JD: I had to carry our four-year-old son through most of the museum, which was exhausting. Plus our daughter kept complaining that she felt something slimy drifting against her legs.
Kate: I actually thought I felt something swim against me, too, but the water was too dark to see what it was.
JD: The museum does have a “Swamp Kidz” section” but our six-year-old and four-year-old didn’t like it.

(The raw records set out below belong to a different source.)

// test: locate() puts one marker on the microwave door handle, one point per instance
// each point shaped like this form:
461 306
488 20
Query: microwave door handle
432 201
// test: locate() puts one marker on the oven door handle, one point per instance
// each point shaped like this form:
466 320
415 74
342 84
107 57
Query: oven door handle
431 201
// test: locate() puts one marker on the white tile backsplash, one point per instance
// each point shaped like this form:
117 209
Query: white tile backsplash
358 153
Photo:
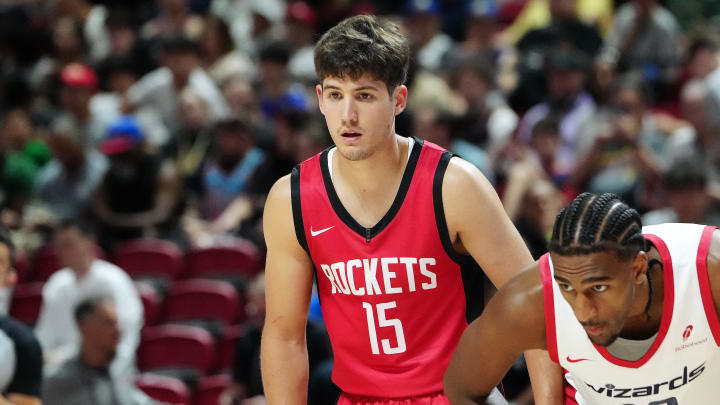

Kate: The “Dress up like President Tyler!” corner was just a moldy wooden bucket filled with greenish gelatinous mucus. Neither kid wanted to slather any of it on.
JD: I will say that our kids were intrigued by the claw marks. Throughout the museum, President Tyler has left claw marks on the walls. Some are ten or twelve feet up, but others are close enough to the ground that you can hold your own hand up to them and compare sizes.
Kate: Our kids loved doing this. Honestly, I did too. Tyler’s hands are huge, and some of the claw marks he’s gouged out of the bedrock are an inch deep. It’s just too bad he couldn’t have used some of that otherworldly reptilian strength to settle the Oregon boundary dispute!
What Would You Change?
Kate: It’s not like we dressed up in our best outfits to visit the John Tyler Presidential Museum and Swamp Lair. But still, by the time we got back to our car, all of our clothes were caked in mud and duckweed. I think the Park Service should provide rubber waders before you enter the lair. Even if you had to rent them, it would be worth it.
JD: Waders would also help keep off the leeches. All four of us came out of the lair covered in leeches but didn’t realize it until we got back to the hotel and showered.
Kate: If you’re not sure whether you’re afraid of leeches, visiting the John Tyler Presidential Museum and Swamp Lair is a good way to find out.
JD: John Tyler is definitely not one of my favorite U.S. presidents, and nothing about this experience improved my opinion of him. You can’t visit the museum without coming away impressed by his size, strength, longevity, and insatiable hunger. But that doesn’t change the fact that he broke his oath to uphold and defend the Constitution.
Kate: I felt like they made too big of a deal out of having the actual egg he’d hatched from in 1790. It just looked like a really big eggshell. There was nothing especially presidential about it.